At its most essential, sculpture is the manipulation of matter in real space and time. The working methods of sculpture may be described as additive or subtractive, and Goldstein’s previous work has examined these qualities by using handmade malleable materials that mimic firm and durable sculptural materials. In a lecture at Skowhegan School of Painting & Sculpture this past summer, Robert Gober spoke about the laborious and detailed way of making his objects that fool the viewer into believing they’re the actual object, what appears to be a cheap indestructible vinyl patio chair is, in reality, an extremely intricate, fragile stoneware casting. Remaking an object in an unexpected material implies a different level of engagement than simply acquiring or finding that same object. Goldstein’s chosen materials in The Repair Reflex, as well as the deep involvement in the making of the work, are vital concerns for both Goldstein and the viewer. What appears to be soft, malleable pink foam is painted as stable wood, and what appears hard is gentle and pliable, reminiscent of the inside structure of Eva Hesse’s Accession IV sculpture. Is this work simply a trompe l'oeil testing the limits of our perception?
Goldstein created this work over the last year and a half while experiencing a medically rough time in her life against the backdrop of international terrorism. Witnessing her triumph of conquering illness, I am reminded of other powerful female artists like Louise Bourgeois and Doris Salcedo, whose work has been influenced by psychological or socio-political trauma. Goldstein explains that “the work looks at the aftermath and how we instinctively comb through rubble looking for what is left and what can be salvaged. It was made by picking up the pieces and beginning again.”
Goldstein continues that in The Repair Reflex using Bernini’s Apollo and Daphne as an origin, exploring the vulnerability and alchemy of the myth as a “guide.” Baroque artists like Bernini were interested in instability and the drama of the subjects they were depicting. In Apollo and Daphne, Bernini, therefore, chose to portray the cathartic moment in classical mythology when Daphne, fleeting Apollo’s yearning, can only escape his lust by returning to earth and transforming into a laurel tree. In this installation, Goldstein has mirrored the aftermath of a disaster, when normality is upended.
Entering the gallery, you become part of The Repair Reflex’s pair of life-size sculptures, the fraternal twins, approximating the before and after of traumatic transformation.
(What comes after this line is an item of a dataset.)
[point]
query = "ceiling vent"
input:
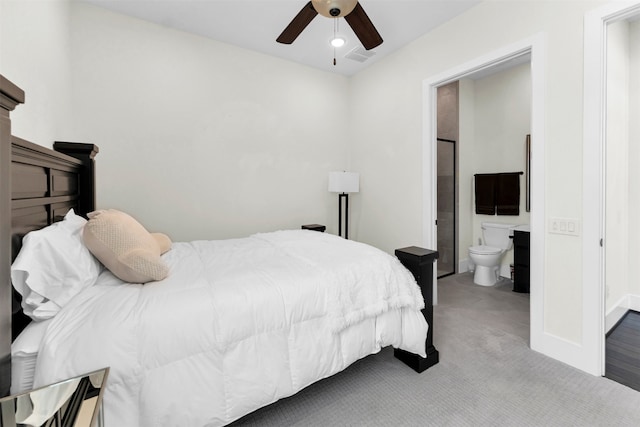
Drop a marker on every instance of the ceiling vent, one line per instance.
(359, 54)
Whereas the back gallery shows the viewer a state of indetermination, a place for transition, The Repair Reflex shows the pivotal moment Daphne, knowing she can’t escape Apollo’s lust, begins her transformation. Works on paper accompanying the sculptures, like family portraits, are Goldstein’s vision of Daphne’s brain at the time of her transformation.
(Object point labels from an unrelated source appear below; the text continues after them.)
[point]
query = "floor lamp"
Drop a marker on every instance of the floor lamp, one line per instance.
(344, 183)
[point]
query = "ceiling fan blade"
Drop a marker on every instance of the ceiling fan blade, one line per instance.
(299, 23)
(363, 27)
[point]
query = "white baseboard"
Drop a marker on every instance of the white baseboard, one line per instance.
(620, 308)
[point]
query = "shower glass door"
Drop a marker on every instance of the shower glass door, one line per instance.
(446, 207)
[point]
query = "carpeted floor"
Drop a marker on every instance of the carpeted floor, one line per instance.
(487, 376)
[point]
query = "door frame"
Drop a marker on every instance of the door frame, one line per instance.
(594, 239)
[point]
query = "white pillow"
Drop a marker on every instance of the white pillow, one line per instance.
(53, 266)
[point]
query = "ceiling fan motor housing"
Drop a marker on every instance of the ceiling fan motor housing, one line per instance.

These works blur the boundaries between movement and stillness; overcome the distinctions between foreground and background, between occupied space and space at large, between inside and out. As Goldstein says, The Repair Reflex offers “a scaffolding for future repairs...a scaffolding that needs scaffolding for support.”
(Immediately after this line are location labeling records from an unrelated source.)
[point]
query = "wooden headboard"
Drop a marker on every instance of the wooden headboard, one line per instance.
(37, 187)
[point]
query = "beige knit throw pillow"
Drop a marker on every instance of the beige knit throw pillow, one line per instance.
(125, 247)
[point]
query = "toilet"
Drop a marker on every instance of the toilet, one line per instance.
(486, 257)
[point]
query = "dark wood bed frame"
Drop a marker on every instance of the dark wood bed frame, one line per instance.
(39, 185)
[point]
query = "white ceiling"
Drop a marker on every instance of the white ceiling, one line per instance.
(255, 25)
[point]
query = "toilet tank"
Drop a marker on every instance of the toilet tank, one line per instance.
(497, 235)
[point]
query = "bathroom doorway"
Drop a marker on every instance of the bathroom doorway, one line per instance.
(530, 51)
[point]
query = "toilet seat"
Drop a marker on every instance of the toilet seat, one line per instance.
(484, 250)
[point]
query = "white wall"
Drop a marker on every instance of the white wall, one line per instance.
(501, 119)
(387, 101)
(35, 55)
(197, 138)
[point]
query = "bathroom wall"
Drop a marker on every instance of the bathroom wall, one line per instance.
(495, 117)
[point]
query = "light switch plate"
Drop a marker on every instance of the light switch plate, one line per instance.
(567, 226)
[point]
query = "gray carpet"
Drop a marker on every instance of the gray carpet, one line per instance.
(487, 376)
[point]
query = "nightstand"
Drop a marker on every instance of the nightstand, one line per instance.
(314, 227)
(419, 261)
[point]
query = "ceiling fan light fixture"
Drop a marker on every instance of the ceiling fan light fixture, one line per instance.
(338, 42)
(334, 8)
A cycle of building and collapsing is Goldstein’s process of generating fragments from the ruins. As sculptural collage, these fragments alter the profile of the underlying work just as change altered the destroyed versions. Each life-size sculpture was built using soft materials that couldn’t endure temperature changes or gravitational forces, like a doctor treating an open wound, and skin bearing the marks of demolition. The incisions in the work may also refer to mechanical or digital printing.
What comes after a disaster? When does the healing start? Internal and/or external terrorism doesn’t only change our perception of the world around us, it challenges ideas of trust and vulnerability within ourselves. By changing the paradigm, we no longer need to turn into a laurel tree every time our invulnerability is attacked.